06
AGO
2018

7/8/2018, Michael Jordan (Berkeley) 11 am: On Computational Thinking, Inferential Thinking and Data Science

7/8/2018, Michael Jordan (Berkeley)
11-12 conferência no auditório do CT2
12-13 almoço
13-14 pequenas reuniões com alunos e docentes

On Computational Thinking, Inferential Thinking and Data Science
Michael I. Jordan
University of California, Berkeley

The rapid growth in the size and scope of datasets in science and technology has
created a need for novel foundational perspectives on data analysis that blend
the inferential and computational sciences. That classical perspectives from these
fields are not adequate to address emerging problems in Data Science is apparent
from their sharply divergent nature at an elementary level—in computer
science, the growth of the number of data points is a source of “complexity”
that must be tamed via algorithms or hardware, whereas in statistics, the growth
of the number of data points is a source of “simplicity” in that inferences
are generally stronger and asymptotic results can be invoked.

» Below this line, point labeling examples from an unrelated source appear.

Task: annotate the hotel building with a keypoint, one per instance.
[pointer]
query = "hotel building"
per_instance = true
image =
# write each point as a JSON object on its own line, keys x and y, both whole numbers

On a formal
level, the gap is made evident by the lack of a role for computational concepts
such as “runtime” in core statistical theory and the lack of a role for statistical
concepts such as “risk” in core computational theory. I present several research
vignettes aimed at bridging computation and statistics, discussing the problem of
inference under privacy and communication constraints, the problem of the control
of error rates in multiple decision-making, and the notion of the “optimal way
to optimize”.

Michael I. Jordan is the Pehong Chen Distinguished Professor in the
Department of Electrical Engineering and Computer Science and the
Department of Statistics at the University of California, Berkeley.
His research interests bridge the computational, statistical, cognitive
and biological sciences. Prof. Jordan is a member of the National Academy
of Sciences and a member of the National Academy of Engineering.
He has been named a Neyman Lecturer and a Medallion Lecturer by the
Institute of Mathematical Statistics. He received the IJCAI Research
Excellence Award in 2016, the David E. Rumelhart Prize in 2015 and
the ACM/AAAI Allen Newell Award in 2009.